Oh hello.
See my comment above - this is precisely the attitude I was talking about.
First generation university student. We hardly went out at all during our 20s, as we saved every penny we could and worked incredibly hard. We have really lost out on things we will never get back as a result - we have fewer hobbies, have missed out on so much fun and just general chilling out and not working - which there's no way we can do now with young kids. We rented a flat so cold you could see your breath in bed, as it was the only way to live in London and save from our initial graduate salaries. We have done all nighters for work. Time and time again. I once cancelled attending a friend's wedding for work. I don't buy designer clothes and we've never owned a car. My husband and I have worked HARD. Our extended family can't quite understand the hours we've worked (and often continue to work - although it's not quite as intense now in our 40s).
I would be willing to bet I've probably worked as hard as you. As a result, I will be hit by mansion tax and am already paying VAT on school fees - I feel it, but I'm glad to. It's the right thing and the fair thing.
Because... the most important bit of your comment is not "I worked damn hard" - it's "lucky". You are comfortable because you worked damn hard within an economy that rewarded that hard work - not in a broken system where you can chase and chase and chase your tail and never get your head above water.
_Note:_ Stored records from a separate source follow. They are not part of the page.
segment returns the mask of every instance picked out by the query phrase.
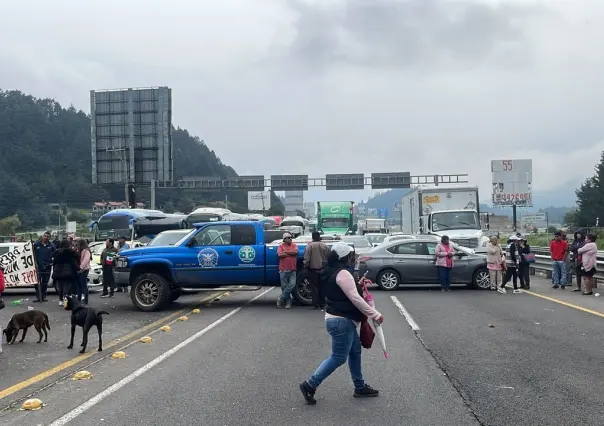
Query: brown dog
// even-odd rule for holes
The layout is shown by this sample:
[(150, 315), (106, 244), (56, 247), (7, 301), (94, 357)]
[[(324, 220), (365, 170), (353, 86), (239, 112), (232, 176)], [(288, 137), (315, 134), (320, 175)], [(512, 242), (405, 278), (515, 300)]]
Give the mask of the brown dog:
[(48, 315), (42, 311), (25, 311), (13, 315), (6, 328), (2, 330), (2, 333), (6, 336), (8, 344), (13, 344), (17, 340), (19, 330), (23, 330), (23, 335), (21, 336), (21, 340), (19, 340), (19, 343), (21, 343), (25, 339), (27, 329), (32, 325), (40, 335), (38, 343), (42, 341), (42, 332), (44, 332), (44, 342), (48, 342), (48, 332), (46, 329), (50, 330), (50, 324), (48, 323)]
Plenty of people work hard and are not anything like "OK" - and if we let them sink, we will all be worse off. Not just in some vague lefty "equality" way, but in very real self-interested ways - a society this unequal is a society that falls apart in fundamental area. So if you want anyone to be working in the hospitals when you need them, or teaching in schools, or putting out fires - those who are comfortable need to step up. No matter how hard we worked. Be grateful that your hard work paid off - that's not a given or a virtue - it's dumb luck.
People who will be lifted further from the poverty line after the child benefit cap is lifted are not the problem. They are a drop in the ocean, and the "feckless" ones are a drop of that drop. The right wing press just foregrounds them every chance they get, so working people turn against each other - instead of looking up at those hoarding more and more wealth and resources. You are looking the wrong way. You are angry at the wrong people.
I'd recommend a YouTube channel called Gary's Economics - really smart economic analysis from an ex-trader. He explains things really well, and he's on your side.